High-flying Chipotle Mexican Grill (NYSE:CMG) continues to produce strong financial results and exceed analysts’ predictions, but investors appeared to chill their ardor a bit after poring over the latest report.
CMG announced that first quarter earnings shot up 35.1% to $62.7 million, while revenues jumped 25.8% to $640.6 million, compared to the same period last year. Diluted earnings per share for the quarter rose 34.9% to $1.97, compared to $1.46 a share in 2011.
The Associated Press said analysts had expected revenues of $630.9 million and diluted EPS of $1.93 for the quarter.
Restaurant-level operating margin rose 220 basis points to 27.4%.

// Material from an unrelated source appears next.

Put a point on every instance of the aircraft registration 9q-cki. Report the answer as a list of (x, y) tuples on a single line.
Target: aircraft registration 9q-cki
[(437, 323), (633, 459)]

Chipotle attributed revenue growth to the opening of 32 new restaurants during the quarter and increased menu prices, which drove a 12.7% increase in comparable restaurant sales. CMG said it expected to open between 155 and 165 new restaurant during 2012.
It forecast “mid-single digit comparable restaurant sales growth” and anticipated food price inflation of “mid-single digits” during the rest of the year.
The company’s shares were off nearly 2% in early Friday trading, slipping to around $423. Why the muted reaction? Could be that mid-single digit growth forecast — and similar inflation expectation. That growth is a lot less than the 12.7% CMG put up in its latest quarter, and questions about whether Chipotle can keep up its torrid pace are starting to get louder.